Pedreira atualmente tem quatro equipes de saúde da família, três médicos cubanos e um brasileiro: mesmo número de 2014. O pesquisador Antonio Cruz, da Fiocruz, estima que a demanda de Pedreira exigiria sete equipes. "Eu acho que caberia mais um médico. Ou até mais um posto para o bairro, que é muito grande", concorda o médico brasileiro Flavio Blois que, de 2008 a 2013, foi o único no posto do Jardim Andrade. A quantidade de senhas distribuídas por dia aos pacientes na fila subiu de 16 para 32 no primeiro ano após o programa, mas não aumentou desde então.

"Desde então a demanda aqui no posto cresceu, e temos áreas descobertas". Ele diz que a região recebeu novos conjuntos de prédios habitacionais, e moradores de outros bairros migraram para mais perto do Jardim Andrade. Em 2014, a unidade cobria 5 mil famílias. Atualmente, a prefeitura de Pedreira diz que não faz ideia de quantas pessoas moram na região.

"Estou PhD em médicos cubanos", brinca o brasileiro, que já dividiu o atendimento do posto com três colegas cubanos que passaram por lá. Destoando do que dizem as entidades médicas, Blois considera a qualidade técnica dos profissionais cubanos inquestionável. "Muitos criticam sem conhecer", diz. Ele atende 16 pessoas a cada manhã, em ordem de chegada. Sua colega cubana atual, Leslie, atende outros 16.

O médico brasileiro mantém, porém, as críticas que fazia em 2014 ao formato do programa.
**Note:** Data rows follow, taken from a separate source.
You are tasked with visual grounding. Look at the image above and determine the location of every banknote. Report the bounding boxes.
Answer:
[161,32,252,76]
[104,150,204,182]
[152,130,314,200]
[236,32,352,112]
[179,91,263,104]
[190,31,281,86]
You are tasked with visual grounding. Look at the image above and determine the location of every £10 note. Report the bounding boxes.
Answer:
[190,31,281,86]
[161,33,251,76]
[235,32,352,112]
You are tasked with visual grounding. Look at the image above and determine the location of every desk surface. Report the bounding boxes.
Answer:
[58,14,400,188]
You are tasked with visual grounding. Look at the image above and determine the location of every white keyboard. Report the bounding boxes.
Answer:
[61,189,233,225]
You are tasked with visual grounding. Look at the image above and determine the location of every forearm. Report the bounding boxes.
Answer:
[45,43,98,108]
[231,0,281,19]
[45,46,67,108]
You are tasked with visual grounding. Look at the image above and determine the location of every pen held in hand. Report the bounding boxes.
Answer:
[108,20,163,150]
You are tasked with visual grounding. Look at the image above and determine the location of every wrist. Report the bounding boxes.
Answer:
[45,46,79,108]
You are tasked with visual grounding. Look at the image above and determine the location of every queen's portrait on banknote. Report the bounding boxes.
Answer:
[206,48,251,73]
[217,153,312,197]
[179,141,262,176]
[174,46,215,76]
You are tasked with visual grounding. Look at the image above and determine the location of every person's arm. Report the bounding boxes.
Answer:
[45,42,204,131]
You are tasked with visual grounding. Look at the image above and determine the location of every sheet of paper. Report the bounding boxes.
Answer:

"Eles deveriam ter CRM, como os brasileiros", diz, referindo-se à lei do Mais Médicos, que autorizou os cubanos a trabalharem em saúde da família com registro profissional concedido pelo Ministério da Saúde, e não dos conselhos regionais e medicina (CRM). A qualificação dos médicos cubanos continua a ser questionada por entidades médicas como a Federação Nacional dos Médicos (Fenam). Jorge Darze, presidente da entidade, diz que o programa é ilegal. A classe médica brasileira defende uma carreira de Estado para médicos, a exemplo da que existe para os juízes que moram em pequenas cidades no interior. "É preciso revalidar o diploma, ter proficiência da língua. Muitos nem falam português", diz.

As pesquisas indicam, no entanto, que a barreira do idioma não chegou a ser um problema para a maioria dos pacientes. Pesquisa da Universidade Federal de Minas Gerais (UFMG), que mostrou que 94% dos 14 mil entrevistados disseram estar satisfeitos com os médicos do programa, incluindo os cubanos. No texto do ano passado, o ministro Benjamin Zymler disse que a presença dos cubanos é "imprescindível" no momento.